Ciò nonostante, prima di poter procedere all’emissione di una fattura per distacco di personale, non è sufficiente accertare la presenza dei richiamati requisiti; il distacco, pur non richiedendo alcuna forma contrattuale scritta, pretende specifici adempimenti:

  • Il datore di lavoro che intende distaccare un proprio dipendente deve effettuare una comunicazione telematica (“unificato lav”) entro cinque giorni dall’inizio del distacco, con la quale si certifica la trasformazione del rapporto di lavoro;
  • Il datore di lavoro deve accertare la classificazione tariffaria Inail del datore di lavoro distaccatario e, se differente dalla propria, provvedere all’apertura di una nuova voce tariffaria per la corretta assicurazione del dipendente “trasferito”;
  • Sia Il datore di lavoro distaccante che il distaccatario devono provvedere alle opportune annotazioni nei rispettivi Libri Unico;
  • Il datore di lavoro distaccatario deve acquisire nella propria organizzazione (e nella propria documentazione) della sicurezza sul lavoro il dipendente distaccato.

I suddetti adempimenti assumono un carattere sostanziale.

 

In conclusione

L’emissione di una fattura per prestazioni di manodopera al di fuori delle casistiche consentite, può tradursi nella produzione documentale di un illecito.

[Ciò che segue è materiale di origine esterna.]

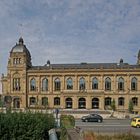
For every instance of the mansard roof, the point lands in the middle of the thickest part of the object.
(86, 66)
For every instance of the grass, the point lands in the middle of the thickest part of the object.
(90, 135)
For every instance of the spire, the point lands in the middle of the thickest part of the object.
(21, 42)
(138, 59)
(139, 54)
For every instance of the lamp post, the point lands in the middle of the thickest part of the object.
(57, 112)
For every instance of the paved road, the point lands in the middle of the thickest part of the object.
(110, 126)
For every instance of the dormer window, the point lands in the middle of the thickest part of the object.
(16, 61)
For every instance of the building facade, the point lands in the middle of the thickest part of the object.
(69, 86)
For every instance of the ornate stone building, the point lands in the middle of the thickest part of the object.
(69, 86)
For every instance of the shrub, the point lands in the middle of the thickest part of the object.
(67, 121)
(25, 125)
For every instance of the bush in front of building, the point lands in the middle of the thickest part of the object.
(67, 121)
(29, 125)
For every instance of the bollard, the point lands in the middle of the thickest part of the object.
(52, 134)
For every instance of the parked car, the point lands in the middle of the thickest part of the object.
(92, 118)
(135, 122)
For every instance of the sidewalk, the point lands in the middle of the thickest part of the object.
(73, 134)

Di conseguenza, giacché Scripta Manent, è raccomandabile operare con la massima prudenza nella preliminare verifica delle condizioni e degli adempimenti che rendono consentito il distacco del proprio personale dipendente a favore di terzi.

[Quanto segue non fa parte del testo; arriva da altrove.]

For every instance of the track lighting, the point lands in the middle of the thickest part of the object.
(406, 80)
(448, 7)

Verifichiamo quali potenziali contestazioni uno zelante ispettore potrebbe avanzare al cospetto di una “semplice” fattura irregolare.

requisiti fattura distacco del lavoratore

 

Ed inoltre, nel caso non si riuscisse a comprovare che il rimborso non sia eccedente al costo sostenuto:

⊗ SANZIONE IVA per l’imposta non applicata in dal 100% al 200% dell’imposta fattura

⊗  ESERCIZIO ABUSIVO DELL’ATTIVITA’ DI SOMMINISTRAZIONE ammenda di euro 50 per ogni lavoratore e per ogni giornata di lavoro. Se sono coinvolti minori l’ammenda è aumentata fino al sestuplo e vi è la previsione dell’arresto fino a 18 mesi

La sanzione per l’esercizio abusivo di somministrazione , laddove si dovesse reputare sia stata esercitata l’attività di somministrazione in mancanza delle necessarie autorizzazioni, è teoricamente applicabile anche in evidenza di emissione di fattura per prestazioni di manodopera assoggettate ad I.V.A. (opererebbe la presunzione che possa trattarsi di corrispettivi e non di rimborsi).

Medesima sanzione è prevista in caso di distacco irregolare (laddove mancassero i requisiti essenziali).

⊗  DISTACCO IRREGOLARE ammenda di euro 50 per ogni lavoratore e per ogni giornata di lavoro. Se sono coinvolti minori l’ammenda è aumentata fino al sestuplo e vi è la previsione dell’arresto fino a 18 mesi

Ma rischia ancora di più (ironia del diritto), chi si vede recapitare una fattura irregolare senza contestarla!

Per l’utilizzazione illecita (ovvero per prestazioni usufruite da soggetti che hanno effettuato somministrazione abusiva, fraudolenta o distacco irregolare), si rischia la medesima sanzione civile e penale prevista per il distaccante.

Ma il fruitore della prestazione è esposto ad ulteriori gravami: il diritto del lavoratore distaccato di rivendicare (in caso di distacco illegittimo) la costituzione di un rapporto di lavoro con l’utilizzatore della prestazione, e le responsabilità riguardanti la mancata prevenzione e protezione in materia di sicurezza del lavoro (con il conseguente carico sanzionatorio anche di carattere penale).

Quella rappresentata è certamente una condizione limite, ma come ci insegna il Manzoni “meglio agitarsi nel dubbio che riposare nell’errore”, o come scrisse qualcun altro, “il miglior modo di evitare gli errori è correggerli”.